A (very simple) comparative visualization tool for exploring and comparing cell type pages from existing Cell Type Catalogues. This tool does not provide any new data, just basically shows two windows side-by-side.
neuDiff is a static webpage that enables side-by-side comparison of cell types from neuroscience datasets. It provides an interactive interface for researchers to examine morphology, connectivity, and other properties of different cell types, either within the same dataset or across different datasets.
- Side-by-Side Comparison: View two cell type pages simultaneously in split-screen mode.
- Cross-Dataset Compatibility: Compare cell types from different Janelia Cell Type Catalogues.

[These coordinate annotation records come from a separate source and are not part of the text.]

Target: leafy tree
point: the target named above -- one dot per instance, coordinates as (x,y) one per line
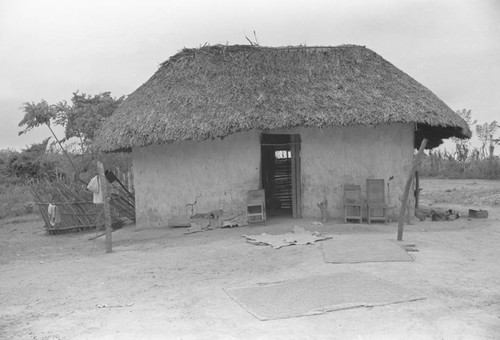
(486,133)
(462,146)
(81,119)
(31,163)
(85,115)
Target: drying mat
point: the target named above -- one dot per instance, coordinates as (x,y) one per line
(318,295)
(362,248)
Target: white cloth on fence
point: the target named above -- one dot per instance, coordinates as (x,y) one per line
(54,216)
(95,187)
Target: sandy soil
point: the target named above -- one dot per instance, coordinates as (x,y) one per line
(162,284)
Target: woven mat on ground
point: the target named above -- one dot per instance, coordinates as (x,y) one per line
(318,295)
(362,248)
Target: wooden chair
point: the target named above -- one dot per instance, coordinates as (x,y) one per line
(352,203)
(375,200)
(256,206)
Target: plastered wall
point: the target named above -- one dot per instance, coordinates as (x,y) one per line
(215,173)
(218,173)
(336,156)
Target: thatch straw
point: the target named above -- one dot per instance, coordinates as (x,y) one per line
(215,91)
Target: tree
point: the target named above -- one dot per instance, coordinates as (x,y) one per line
(41,114)
(31,163)
(486,134)
(462,146)
(81,119)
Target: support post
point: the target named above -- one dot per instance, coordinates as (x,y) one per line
(105,201)
(417,189)
(404,201)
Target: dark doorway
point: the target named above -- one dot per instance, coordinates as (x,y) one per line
(281,174)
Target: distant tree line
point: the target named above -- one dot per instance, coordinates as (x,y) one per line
(466,161)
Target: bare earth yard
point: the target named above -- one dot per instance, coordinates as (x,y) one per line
(162,284)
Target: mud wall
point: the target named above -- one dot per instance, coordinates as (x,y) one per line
(218,173)
(333,157)
(215,173)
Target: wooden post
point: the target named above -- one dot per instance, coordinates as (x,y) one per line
(404,201)
(105,200)
(130,181)
(417,190)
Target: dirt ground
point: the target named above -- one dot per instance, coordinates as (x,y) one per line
(162,284)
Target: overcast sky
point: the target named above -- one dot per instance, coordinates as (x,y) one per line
(49,48)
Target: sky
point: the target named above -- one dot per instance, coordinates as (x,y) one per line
(52,48)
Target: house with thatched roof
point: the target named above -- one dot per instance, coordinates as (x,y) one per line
(300,122)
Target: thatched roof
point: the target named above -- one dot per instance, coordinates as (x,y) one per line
(215,91)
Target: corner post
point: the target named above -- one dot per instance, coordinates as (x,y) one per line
(105,201)
(404,201)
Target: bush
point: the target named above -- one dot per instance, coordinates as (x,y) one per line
(16,200)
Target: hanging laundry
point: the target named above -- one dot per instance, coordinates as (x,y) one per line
(95,186)
(54,216)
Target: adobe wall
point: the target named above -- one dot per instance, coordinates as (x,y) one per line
(350,155)
(215,173)
(218,173)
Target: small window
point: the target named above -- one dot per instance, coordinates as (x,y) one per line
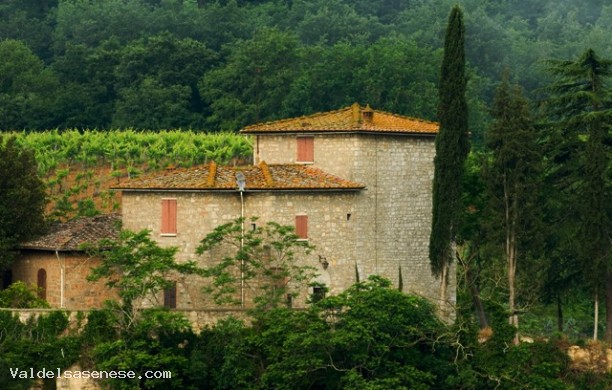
(301,226)
(41,283)
(305,149)
(318,293)
(168,225)
(170,297)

- Flexible Selection: Compare different cell types within the same dataset, the same cell type across different datasets, or any combination thereof.
- URL State Management: Share specific comparisons via URL parameters.

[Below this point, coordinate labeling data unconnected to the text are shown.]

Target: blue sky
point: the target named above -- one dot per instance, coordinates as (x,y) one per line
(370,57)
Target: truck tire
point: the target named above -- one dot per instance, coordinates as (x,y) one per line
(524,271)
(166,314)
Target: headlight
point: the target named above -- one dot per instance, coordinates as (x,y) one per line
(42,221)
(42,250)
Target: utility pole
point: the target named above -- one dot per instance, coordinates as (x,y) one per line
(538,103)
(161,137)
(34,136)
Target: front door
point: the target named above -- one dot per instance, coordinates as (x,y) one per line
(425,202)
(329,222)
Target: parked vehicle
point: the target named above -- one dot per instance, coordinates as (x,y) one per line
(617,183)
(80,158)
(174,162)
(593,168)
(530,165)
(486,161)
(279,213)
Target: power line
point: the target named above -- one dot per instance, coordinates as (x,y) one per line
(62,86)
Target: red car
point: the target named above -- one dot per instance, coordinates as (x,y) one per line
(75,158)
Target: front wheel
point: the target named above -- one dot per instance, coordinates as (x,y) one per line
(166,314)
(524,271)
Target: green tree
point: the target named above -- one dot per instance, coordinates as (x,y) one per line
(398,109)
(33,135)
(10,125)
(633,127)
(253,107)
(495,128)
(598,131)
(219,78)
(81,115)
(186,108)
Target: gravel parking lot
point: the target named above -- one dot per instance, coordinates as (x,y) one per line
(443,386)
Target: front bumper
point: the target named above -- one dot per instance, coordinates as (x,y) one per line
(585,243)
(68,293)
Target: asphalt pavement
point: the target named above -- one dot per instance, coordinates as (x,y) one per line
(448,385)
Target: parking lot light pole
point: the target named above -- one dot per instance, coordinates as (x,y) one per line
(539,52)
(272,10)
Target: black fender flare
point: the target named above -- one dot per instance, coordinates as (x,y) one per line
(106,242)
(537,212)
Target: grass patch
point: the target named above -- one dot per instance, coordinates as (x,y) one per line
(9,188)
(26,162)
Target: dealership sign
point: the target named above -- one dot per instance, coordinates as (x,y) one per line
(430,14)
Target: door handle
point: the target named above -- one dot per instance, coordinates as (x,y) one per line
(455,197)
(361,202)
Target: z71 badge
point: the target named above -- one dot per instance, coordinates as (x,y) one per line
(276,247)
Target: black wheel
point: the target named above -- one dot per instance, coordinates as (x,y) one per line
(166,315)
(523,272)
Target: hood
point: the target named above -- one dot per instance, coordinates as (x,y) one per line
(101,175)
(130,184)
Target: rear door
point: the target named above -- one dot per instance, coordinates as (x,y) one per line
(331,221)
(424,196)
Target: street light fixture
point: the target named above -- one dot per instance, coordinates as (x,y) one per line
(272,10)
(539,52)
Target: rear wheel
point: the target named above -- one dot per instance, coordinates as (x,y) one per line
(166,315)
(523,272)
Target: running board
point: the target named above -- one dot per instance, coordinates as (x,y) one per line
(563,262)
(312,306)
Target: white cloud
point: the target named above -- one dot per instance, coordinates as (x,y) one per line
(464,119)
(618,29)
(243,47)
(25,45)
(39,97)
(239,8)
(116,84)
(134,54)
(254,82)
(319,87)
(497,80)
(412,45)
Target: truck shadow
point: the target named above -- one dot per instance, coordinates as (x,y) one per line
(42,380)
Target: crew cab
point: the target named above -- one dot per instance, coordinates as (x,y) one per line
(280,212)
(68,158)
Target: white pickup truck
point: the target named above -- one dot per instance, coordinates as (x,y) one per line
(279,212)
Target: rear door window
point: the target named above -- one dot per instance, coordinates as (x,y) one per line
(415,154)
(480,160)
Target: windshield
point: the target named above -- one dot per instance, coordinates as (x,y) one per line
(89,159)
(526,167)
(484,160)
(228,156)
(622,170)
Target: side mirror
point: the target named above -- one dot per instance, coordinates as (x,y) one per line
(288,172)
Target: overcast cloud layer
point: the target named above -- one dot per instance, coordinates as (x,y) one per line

- Responsive Design: Optimized for wide monitors. No fallback for smaller screens.
This is a static web application that requires only a modern web browser. No build process or dependencies are needed.
-
Clone the repository:
git clone <repository-url> cd neudiff
-
Serve the files using any static web server. For example:
# Using Python 3 python -m http.server 8000 # Using Node.js http-server npx http-server
-
Open your browser and navigate to
http://localhost:8000
- Select a dataset from the Dataset A dropdown menu
- Choose a cell type from the Cell Type A dropdown
- Select a dataset from the Dataset B dropdown menu
- Choose a cell type from the Cell Type B dropdown
- The interactive visualizations will appear side-by-side
Click the neuDiff button in the top-left corner at any time to reset your selections and return to the welcome screen.

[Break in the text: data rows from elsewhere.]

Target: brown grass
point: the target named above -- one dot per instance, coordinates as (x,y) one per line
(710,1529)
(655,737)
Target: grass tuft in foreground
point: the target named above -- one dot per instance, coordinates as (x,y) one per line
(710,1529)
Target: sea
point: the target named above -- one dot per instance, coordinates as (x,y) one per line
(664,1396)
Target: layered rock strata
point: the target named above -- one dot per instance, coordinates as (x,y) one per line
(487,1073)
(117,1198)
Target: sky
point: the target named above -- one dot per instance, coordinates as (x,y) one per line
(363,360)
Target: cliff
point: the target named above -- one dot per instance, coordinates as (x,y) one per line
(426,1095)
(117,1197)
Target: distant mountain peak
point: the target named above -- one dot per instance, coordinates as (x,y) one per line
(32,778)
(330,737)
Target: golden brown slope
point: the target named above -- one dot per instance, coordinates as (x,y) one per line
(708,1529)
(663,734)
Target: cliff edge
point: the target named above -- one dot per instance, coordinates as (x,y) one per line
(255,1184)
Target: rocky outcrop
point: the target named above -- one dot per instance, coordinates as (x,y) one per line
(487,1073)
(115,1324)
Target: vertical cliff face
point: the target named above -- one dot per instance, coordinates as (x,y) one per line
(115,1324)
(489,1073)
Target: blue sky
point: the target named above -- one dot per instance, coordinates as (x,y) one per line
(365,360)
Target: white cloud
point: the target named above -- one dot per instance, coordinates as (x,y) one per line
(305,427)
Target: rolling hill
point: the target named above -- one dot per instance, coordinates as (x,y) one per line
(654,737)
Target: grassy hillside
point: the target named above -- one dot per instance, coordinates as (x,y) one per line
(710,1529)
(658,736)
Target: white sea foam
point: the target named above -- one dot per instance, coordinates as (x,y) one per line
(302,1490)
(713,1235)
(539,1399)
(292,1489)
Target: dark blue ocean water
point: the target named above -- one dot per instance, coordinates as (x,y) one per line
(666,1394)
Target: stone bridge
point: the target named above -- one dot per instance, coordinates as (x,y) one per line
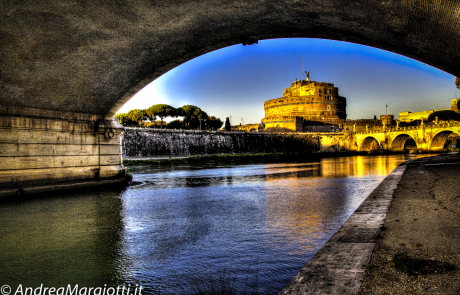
(433,137)
(67,66)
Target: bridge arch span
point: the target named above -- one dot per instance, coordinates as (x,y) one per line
(444,138)
(403,142)
(369,143)
(94,56)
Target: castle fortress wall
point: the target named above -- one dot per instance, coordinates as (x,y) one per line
(306,99)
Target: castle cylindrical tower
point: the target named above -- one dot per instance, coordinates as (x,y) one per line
(310,100)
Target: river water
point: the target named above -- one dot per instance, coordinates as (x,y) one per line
(254,226)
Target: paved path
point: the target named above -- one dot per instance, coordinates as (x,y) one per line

neuDiff is built as a lightweight, client-side web application with the following structure:
neudiff/
├── index.html # Main HTML structure
├── scripts/
│ └── main.js # Core application logic
├── styles/
│ ├── plume-all.css # UI framework styles
│ └── main.css # Custom styles
└── assets/
└── images/ # Image assets
The application uses a dataset registry pattern to manage available datasets:
datasetRegistry.add(
"Dataset Name",
"https://base-url-to-dataset/"
);Default datasets include:
Cell type data is dynamically fetched from the respective dataset repositories. The application:
- Parses JavaScript files from the source datasets to extract neuron type definitions
- Builds an index of available cell types
- Generates preview URLs for iframe embedding
- Handles cross-origin resource loading
- URL parameters encode the current selection state
- Format:
?datasetA=<name>&celltypeA=<type>&datasetB=<name>&celltypeB=<type> - Enables sharing specific comparisons via URL
- HTML5: Semantic markup and structure
- CSS3: Styling with Plume CSS framework
- Vanilla JavaScript: No framework dependencies for maximum compatibility
- Iframes: For embedding cell type pages
To add a new dataset to neuDiff:
-
Register the dataset in
scripts/main.js:datasetRegistry.add( "Your Dataset Name", "https://url-to-your-dataset/" );
-
Ensure the dataset follows the Janelia Cell Type Catalogue structure with:
- A
neuron_data.jsfile containing cell type definitions - Individual cell type pages accessible via predictable URLs
- A
- Frank Loesche (https://github.com/floesche) - Initial development and implementation
This project is licensed under the GNU General Public License v3.0 (GPL-3.0) - see below for details.
neuDiff works best on wide monitors where both cell types can be viewed side-by-side. For smaller screens or tablets, consider opening different cell type pages in separate browser tabs for optimal viewing.